É a rotina massacrante de todos os dias. 

    Alcebíades, funcionário do mercado há cinco anos, estava no seu limite, desejava largar o emprego, arranjar coisa melhor, porém, a idade não lhe favorecia, e, em tempos de pandemia muitas empresas estavam paradas, outras, ameaçavam fechar as portas. Logo no primeiro atendimento, reclamação, não fazia cinco minutos que o cliente estava esperando e disparou a falar e bater no balcão, disse que estava ali quase meia hora e ninguém o atendia e que era um absurdo ficar tanto tempo na fila. Alcebíades respirou fundo, contou mentalmente até às dez, colocou o melhor sorriso no rosto e foi atender o senhor, que continuou com a reclamar. Estava sem máscaras, não respeitou a distância mínima nem o isolamento, e mesmo sendo do grupo de risco, foi ao açougue comprar meio quilo de carne moída. 

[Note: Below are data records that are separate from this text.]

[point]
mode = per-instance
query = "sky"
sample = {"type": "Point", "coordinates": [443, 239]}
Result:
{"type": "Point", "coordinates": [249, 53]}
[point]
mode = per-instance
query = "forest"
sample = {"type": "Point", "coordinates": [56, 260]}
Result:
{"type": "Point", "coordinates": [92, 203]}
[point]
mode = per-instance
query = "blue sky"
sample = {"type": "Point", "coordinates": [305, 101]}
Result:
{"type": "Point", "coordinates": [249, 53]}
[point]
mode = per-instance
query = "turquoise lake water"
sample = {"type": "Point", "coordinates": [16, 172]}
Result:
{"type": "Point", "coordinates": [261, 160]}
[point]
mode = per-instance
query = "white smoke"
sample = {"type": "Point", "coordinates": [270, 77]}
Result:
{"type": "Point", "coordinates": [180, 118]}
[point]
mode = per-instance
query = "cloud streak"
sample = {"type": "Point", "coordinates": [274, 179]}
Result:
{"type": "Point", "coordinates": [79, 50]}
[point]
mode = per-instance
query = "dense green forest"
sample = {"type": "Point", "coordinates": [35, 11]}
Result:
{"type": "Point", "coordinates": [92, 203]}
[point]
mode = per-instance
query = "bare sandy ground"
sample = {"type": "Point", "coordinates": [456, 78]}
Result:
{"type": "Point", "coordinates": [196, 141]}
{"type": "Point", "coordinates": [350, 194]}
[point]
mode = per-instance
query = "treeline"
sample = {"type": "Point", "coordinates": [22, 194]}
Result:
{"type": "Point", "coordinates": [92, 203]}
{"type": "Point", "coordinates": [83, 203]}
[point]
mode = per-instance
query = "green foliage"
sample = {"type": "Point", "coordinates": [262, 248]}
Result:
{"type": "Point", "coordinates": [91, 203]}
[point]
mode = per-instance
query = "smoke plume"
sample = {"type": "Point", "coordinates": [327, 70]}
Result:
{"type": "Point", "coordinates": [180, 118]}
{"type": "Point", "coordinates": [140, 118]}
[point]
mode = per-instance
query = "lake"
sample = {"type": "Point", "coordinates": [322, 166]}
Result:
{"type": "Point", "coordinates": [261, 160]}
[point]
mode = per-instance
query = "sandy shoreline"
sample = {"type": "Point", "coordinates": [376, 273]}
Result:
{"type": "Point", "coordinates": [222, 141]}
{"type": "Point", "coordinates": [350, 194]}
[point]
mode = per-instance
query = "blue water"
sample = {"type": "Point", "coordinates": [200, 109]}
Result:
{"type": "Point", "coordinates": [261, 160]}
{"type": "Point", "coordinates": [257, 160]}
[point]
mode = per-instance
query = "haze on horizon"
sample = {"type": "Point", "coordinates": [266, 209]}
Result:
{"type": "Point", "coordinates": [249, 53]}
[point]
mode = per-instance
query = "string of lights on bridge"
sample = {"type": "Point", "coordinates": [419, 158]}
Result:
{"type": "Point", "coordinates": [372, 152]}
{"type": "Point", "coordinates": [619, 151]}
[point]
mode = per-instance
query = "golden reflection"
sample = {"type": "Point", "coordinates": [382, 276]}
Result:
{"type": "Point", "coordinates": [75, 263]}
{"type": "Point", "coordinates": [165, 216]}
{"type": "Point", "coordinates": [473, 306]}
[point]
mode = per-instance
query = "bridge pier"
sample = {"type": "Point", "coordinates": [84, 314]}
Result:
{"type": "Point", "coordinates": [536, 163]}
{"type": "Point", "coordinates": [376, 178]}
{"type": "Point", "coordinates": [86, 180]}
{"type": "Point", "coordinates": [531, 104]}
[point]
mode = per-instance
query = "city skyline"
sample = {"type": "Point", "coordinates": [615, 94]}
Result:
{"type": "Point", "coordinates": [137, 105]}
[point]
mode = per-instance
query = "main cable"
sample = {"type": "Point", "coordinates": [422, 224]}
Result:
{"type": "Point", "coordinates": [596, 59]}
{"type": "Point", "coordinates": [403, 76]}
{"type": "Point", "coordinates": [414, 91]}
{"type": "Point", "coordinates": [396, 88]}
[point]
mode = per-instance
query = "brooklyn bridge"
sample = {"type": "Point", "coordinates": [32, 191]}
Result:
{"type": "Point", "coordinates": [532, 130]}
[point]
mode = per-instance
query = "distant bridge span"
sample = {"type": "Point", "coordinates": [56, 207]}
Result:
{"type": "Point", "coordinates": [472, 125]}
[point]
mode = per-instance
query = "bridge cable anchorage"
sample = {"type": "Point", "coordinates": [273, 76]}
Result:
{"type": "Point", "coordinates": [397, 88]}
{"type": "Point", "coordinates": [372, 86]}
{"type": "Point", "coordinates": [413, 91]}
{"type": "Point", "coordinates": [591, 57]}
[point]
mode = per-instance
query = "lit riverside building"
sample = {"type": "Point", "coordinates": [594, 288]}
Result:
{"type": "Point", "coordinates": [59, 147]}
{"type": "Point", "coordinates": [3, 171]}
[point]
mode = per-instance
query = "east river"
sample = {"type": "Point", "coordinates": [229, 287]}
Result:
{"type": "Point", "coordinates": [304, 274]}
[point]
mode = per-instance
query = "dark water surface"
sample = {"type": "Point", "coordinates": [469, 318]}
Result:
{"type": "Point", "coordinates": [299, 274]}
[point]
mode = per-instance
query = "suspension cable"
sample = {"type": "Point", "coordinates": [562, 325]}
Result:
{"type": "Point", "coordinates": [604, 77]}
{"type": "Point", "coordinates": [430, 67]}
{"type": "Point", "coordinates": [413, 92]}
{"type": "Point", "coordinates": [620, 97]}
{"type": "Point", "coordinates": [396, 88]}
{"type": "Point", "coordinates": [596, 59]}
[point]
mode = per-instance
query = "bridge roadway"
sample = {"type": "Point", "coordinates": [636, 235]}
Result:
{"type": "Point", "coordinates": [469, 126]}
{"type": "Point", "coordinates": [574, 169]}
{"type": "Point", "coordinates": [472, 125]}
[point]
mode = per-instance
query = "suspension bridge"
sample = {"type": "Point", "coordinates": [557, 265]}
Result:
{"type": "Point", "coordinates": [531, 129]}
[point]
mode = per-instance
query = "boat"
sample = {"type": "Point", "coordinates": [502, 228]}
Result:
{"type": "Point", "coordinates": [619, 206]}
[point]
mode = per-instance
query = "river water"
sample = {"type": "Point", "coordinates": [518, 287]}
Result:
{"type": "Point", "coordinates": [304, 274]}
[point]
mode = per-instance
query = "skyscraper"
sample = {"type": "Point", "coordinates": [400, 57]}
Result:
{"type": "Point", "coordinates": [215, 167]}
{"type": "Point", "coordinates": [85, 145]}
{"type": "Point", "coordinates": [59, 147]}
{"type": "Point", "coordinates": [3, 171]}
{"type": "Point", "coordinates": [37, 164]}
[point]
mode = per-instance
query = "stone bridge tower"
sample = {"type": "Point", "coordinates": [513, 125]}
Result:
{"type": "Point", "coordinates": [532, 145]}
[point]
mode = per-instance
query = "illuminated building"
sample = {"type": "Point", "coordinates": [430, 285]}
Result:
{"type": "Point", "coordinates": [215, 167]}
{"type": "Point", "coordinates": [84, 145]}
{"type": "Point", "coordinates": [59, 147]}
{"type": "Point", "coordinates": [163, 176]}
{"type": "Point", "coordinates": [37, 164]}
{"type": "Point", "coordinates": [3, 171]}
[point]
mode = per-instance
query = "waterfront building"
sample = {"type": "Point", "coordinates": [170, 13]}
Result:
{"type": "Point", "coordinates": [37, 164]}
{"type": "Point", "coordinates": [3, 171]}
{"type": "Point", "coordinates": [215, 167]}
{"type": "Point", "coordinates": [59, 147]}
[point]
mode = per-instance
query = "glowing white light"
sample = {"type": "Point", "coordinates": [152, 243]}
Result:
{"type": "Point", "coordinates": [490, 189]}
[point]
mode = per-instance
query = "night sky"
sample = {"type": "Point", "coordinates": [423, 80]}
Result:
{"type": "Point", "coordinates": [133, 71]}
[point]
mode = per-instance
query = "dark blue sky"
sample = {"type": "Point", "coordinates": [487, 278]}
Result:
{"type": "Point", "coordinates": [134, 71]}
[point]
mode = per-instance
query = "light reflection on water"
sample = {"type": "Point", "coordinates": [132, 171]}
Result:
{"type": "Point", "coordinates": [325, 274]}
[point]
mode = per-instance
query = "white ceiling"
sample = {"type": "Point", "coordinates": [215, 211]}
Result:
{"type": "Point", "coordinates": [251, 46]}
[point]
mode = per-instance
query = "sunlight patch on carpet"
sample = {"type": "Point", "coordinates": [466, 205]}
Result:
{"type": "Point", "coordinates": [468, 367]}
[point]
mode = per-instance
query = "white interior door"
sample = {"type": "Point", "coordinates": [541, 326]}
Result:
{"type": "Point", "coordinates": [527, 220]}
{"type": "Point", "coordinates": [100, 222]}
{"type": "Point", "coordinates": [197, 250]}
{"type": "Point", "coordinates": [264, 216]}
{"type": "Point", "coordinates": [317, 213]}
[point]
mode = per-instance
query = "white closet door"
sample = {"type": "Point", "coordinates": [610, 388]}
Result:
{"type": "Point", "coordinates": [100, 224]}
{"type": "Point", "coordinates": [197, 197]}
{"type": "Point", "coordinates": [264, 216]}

   É a massacrante rotina de todos os dias.

   Brigar era besteira, a freguesia mesmo errada, sempre tinha razão. Por muitas vezes Alcebíades tentou argumentar, foi em vão, saiu por mal. Desistiu de explicar aos clientes mais idosos a necessidade de isolamento, seu chefe lhe deu uma bronca por isso. Dia após dia, hora após hora, cliente após cliente. A mesma coisa do mesmo jeito o dia inteiro e o tempo todo. Uma multidão de pessoas no mercado. Corredores lotados, crianças, idosos, pais, mães, famílias inteiras. O coração estava em tempo de explodir dentro do peito tamanha era sua revolta, a sua alma parecia querer voar para bem longe do corpo. Já eram quase três horas da tarde e Alcebíades ainda não havia almoçado, movimento frenético. Um dos colegas de trabalho, percebendo que o pessoal que havia entrado às oito da manhã já tinham retornado do almoço, e Alcebíades ainda figurava no balcão, questionou-o. 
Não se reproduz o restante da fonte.